Please, add your self in my guestbook...

Kamis, Agustus 07, 2008

MERDEKA Namanya

Yang Dicari Sariman, Merdeka Namanya
(Ray Asmoro)

Sariman pusing duabelas keliling! Sekian lama ia mencari anaknya yang hilang; Merdeka namanya. Ketika berita tentang pembunuhan berantai yang dilakukan oleh Ryan, Sariman resah, jangan-jangan Merdeka menjadi salah satu korbannya. Tapi lega hatinya, dari 14 korban Ryan, Merdeka bukan salah satunya. Merdeka belum mati. "Merdeka masih ada" begitu keyakinannya. Ia terus mencarinya. Terus mempertanyakannya, "dimanakah (ke) Merdeka (an) ?". Setelah sekian lama tak bertemu, seperti apakah wujud Merdeka sekarang?

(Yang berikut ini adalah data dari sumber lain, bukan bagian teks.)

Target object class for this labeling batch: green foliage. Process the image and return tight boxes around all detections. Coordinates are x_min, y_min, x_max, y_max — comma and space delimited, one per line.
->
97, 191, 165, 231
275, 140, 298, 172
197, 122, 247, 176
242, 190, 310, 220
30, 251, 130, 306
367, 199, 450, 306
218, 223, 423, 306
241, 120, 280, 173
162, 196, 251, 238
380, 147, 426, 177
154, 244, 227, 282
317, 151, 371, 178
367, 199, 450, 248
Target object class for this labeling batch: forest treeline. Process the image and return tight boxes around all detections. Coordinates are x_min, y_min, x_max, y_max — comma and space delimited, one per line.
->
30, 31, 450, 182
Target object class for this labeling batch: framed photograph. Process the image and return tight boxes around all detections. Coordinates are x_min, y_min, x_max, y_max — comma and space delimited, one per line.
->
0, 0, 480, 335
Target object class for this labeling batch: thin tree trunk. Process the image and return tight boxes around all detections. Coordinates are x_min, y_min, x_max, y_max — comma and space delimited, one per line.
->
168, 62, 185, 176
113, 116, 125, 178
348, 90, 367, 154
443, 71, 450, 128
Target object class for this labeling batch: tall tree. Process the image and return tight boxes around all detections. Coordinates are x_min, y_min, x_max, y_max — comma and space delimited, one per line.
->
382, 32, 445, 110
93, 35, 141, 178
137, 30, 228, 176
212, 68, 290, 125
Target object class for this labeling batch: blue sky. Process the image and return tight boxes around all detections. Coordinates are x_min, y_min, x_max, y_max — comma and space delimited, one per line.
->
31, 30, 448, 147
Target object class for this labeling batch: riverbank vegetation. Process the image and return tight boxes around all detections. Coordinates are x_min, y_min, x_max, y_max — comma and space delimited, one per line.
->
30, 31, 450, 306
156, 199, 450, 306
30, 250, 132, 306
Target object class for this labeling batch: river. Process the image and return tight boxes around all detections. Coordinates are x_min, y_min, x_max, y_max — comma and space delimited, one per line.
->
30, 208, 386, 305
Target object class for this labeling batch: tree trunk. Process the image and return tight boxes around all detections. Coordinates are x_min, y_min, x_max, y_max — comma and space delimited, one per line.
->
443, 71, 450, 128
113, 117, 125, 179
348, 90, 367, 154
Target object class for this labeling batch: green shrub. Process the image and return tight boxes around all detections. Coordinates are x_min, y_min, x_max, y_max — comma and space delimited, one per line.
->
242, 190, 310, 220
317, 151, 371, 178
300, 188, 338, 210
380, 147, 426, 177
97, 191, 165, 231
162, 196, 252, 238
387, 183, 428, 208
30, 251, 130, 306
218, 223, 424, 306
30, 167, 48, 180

Maka mulailah Sariman melakukan perjalanan pencarian. Di jalanan ia menjumpai ratusan anak-anak muda bergerombol, berjalan beriringan, berteriak-teriak sambil membentangkan spanduk protes dan menuntut sesuatu, jalanan jadi macet. "Jangan-jangan Merdeka ada diantara mereka" pikir Sariman. Kemudian ia menyelinap ditengah-tengah anak-anak muda itu. Tapi ia harus kecewa, Merdeka tak ada disana.

Malam hari Sariman bertanya kepada seseorang, "Bung tahu Merdeka?". Si Bung menjawab, "Ahaaa.. saya tahu, Merdeka itu adanya di suatu tempat..." katanya. Lalu Sariman meminta Si Bung mengantarkannya ke tempat yang dimaksud. Untuk memasuki tempat itu, ada beberapa petugas keamanan, dan harus membayar dulu beberapa puluh ribu rupiah agar diperbolehkan masuk, dan karena sudah membayar, Sariman mendapatkan 'hadiah' soft drink. Tapi begi masuk ruangan itu, gendang telinga Sariman mau pecah rasanya. Musik 'ajib-ajib' mengentak hingga ke jantung. Lampu berkilau-kilau dalam temaram. Ratusan orang menari, berjingkrak, bahkan ada yang bercumbu.

"Dimana Merdeka, bung?" tanya Sariman pada Si Bung.

"Ahaa... mereka semua merdeka. Disinilah tempat bagi orang-orang merdeka, orang-orang bebas. Tidak ada tekanan disini, stress menjadi tawar, permasalahan seketika lenyap disini, disinilah tempat yang paling merdeka. Merdeka!!! Hahaha..." begitulah kata-kata yang keluar dari mulut Si Bung dengan aroma alkohol yang menyengat. Dan Sariman buru-buru menyelinap keluar dari tempat itu.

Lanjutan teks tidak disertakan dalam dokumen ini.